We had a marketing landing page with three animated GIFs above the fold — a hero loop showing the product in action, plus two feature animations. They totaled 11 MB. Lighthouse scored the page at 64 on mobile, with LCP at 4.2s and Total Blocking Time at 380ms. Converting those three GIFs to MP4 — same visual content, same loop behavior — took us to 92 in a single afternoon. This post is the play-by-play.
The starting point
The page was a fairly standard Next.js marketing site.
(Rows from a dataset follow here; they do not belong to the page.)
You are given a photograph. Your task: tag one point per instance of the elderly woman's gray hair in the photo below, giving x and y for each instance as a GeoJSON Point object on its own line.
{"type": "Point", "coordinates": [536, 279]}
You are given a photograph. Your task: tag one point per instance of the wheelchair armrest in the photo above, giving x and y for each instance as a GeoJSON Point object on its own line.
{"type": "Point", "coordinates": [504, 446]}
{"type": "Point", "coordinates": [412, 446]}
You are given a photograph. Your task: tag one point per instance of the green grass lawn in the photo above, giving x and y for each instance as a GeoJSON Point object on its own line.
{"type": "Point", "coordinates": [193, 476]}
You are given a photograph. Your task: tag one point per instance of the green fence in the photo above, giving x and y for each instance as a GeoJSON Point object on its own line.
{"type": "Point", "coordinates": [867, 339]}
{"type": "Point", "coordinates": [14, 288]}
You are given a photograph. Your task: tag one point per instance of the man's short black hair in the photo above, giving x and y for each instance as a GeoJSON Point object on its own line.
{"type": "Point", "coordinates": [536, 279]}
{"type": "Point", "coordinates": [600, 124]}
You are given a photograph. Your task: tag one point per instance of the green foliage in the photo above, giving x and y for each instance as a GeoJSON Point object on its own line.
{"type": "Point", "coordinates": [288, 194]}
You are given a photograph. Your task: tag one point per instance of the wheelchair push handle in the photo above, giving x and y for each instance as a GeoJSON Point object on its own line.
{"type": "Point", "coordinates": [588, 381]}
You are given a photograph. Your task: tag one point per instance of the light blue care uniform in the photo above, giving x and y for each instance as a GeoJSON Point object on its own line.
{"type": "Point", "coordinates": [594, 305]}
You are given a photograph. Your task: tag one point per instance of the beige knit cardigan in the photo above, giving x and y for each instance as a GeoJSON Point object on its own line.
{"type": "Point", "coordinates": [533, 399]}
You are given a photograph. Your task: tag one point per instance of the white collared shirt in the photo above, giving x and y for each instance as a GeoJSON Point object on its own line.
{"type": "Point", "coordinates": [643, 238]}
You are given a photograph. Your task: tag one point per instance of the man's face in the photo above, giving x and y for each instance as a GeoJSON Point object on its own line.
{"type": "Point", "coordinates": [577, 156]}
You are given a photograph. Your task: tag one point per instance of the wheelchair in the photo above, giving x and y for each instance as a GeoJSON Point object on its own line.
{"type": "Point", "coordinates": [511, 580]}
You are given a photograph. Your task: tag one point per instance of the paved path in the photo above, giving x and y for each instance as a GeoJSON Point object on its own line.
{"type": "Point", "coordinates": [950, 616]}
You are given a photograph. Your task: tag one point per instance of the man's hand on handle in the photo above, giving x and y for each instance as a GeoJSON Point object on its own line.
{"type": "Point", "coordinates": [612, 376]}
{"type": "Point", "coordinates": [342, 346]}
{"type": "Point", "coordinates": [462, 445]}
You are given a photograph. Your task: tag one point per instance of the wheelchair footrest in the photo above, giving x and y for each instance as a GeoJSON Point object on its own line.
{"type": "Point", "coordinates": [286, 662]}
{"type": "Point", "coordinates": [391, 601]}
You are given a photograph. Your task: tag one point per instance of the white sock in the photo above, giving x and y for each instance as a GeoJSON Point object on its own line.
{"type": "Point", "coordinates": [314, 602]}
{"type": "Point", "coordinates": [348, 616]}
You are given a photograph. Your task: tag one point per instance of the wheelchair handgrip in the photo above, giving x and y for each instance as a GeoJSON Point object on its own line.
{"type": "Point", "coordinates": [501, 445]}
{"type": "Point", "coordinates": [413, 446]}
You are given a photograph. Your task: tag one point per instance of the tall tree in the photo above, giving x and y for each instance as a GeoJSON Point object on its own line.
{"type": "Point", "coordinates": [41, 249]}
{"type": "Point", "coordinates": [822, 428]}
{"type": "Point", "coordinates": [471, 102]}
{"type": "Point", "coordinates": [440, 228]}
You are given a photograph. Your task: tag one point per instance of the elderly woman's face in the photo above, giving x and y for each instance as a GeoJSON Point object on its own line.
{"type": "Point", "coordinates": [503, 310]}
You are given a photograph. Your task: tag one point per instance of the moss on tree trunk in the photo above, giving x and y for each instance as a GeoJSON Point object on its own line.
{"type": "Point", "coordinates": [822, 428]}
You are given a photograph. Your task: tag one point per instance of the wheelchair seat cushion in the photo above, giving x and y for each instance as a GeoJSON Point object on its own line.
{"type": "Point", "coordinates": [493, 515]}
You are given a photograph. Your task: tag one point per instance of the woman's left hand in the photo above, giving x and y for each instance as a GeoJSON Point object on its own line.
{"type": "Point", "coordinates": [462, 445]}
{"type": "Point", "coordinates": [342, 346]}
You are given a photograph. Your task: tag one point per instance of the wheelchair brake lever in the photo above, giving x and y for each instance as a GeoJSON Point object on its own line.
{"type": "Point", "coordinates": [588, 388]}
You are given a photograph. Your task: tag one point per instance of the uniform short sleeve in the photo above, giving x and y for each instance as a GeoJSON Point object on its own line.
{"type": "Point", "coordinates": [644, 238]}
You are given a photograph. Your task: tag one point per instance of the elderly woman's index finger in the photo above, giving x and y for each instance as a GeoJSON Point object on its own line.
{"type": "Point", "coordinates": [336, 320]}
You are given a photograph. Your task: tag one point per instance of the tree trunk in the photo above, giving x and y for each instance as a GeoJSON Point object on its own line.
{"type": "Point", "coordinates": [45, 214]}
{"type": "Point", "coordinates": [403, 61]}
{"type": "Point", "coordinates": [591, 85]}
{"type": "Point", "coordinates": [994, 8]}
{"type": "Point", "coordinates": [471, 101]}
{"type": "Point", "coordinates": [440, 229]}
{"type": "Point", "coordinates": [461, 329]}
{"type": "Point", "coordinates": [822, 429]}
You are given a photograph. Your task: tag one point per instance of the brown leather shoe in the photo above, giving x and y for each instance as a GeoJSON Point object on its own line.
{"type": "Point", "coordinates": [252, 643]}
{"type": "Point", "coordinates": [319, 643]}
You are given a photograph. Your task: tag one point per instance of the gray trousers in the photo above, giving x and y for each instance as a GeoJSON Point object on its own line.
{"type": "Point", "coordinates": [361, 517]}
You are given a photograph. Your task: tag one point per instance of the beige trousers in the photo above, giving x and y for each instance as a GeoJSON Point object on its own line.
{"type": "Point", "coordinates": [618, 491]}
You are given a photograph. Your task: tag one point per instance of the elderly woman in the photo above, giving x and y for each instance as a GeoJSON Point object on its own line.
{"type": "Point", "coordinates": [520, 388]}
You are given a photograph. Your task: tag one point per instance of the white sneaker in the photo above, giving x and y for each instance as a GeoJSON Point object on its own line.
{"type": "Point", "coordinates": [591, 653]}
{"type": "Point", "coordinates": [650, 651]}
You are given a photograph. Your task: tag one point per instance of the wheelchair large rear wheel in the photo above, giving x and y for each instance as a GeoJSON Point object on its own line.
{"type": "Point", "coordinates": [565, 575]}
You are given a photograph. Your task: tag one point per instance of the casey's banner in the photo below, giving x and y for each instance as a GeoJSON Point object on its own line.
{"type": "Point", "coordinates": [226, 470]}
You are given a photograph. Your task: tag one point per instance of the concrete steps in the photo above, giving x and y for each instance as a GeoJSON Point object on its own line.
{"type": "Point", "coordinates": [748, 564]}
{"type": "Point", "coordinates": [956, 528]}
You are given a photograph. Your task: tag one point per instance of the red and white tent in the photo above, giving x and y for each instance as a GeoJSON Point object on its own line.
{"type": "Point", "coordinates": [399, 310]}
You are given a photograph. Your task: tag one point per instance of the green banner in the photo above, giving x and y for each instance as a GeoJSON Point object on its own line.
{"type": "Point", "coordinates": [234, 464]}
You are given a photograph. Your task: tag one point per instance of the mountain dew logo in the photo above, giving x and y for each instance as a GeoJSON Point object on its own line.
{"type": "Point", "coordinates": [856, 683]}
Tailwind, statically generated, deployed to Vercel. The three GIFs were exported from After Effects at 720p, 30fps, with moderate optimization. Sizes:
- Hero animation (5 seconds, 720p): 5.8 MB
- Feature 1 (3 seconds, 600p): 2.9 MB
- Feature 2 (4 seconds, 600p): 2.4 MB
Total animation payload: 11.1 MB. On a Slow 4G connection (Lighthouse mobile profile), that's roughly 27 seconds to fully load. The page rendered text quickly but the hero stayed as a "loading" placeholder for too long, which is exactly what LCP penalizes.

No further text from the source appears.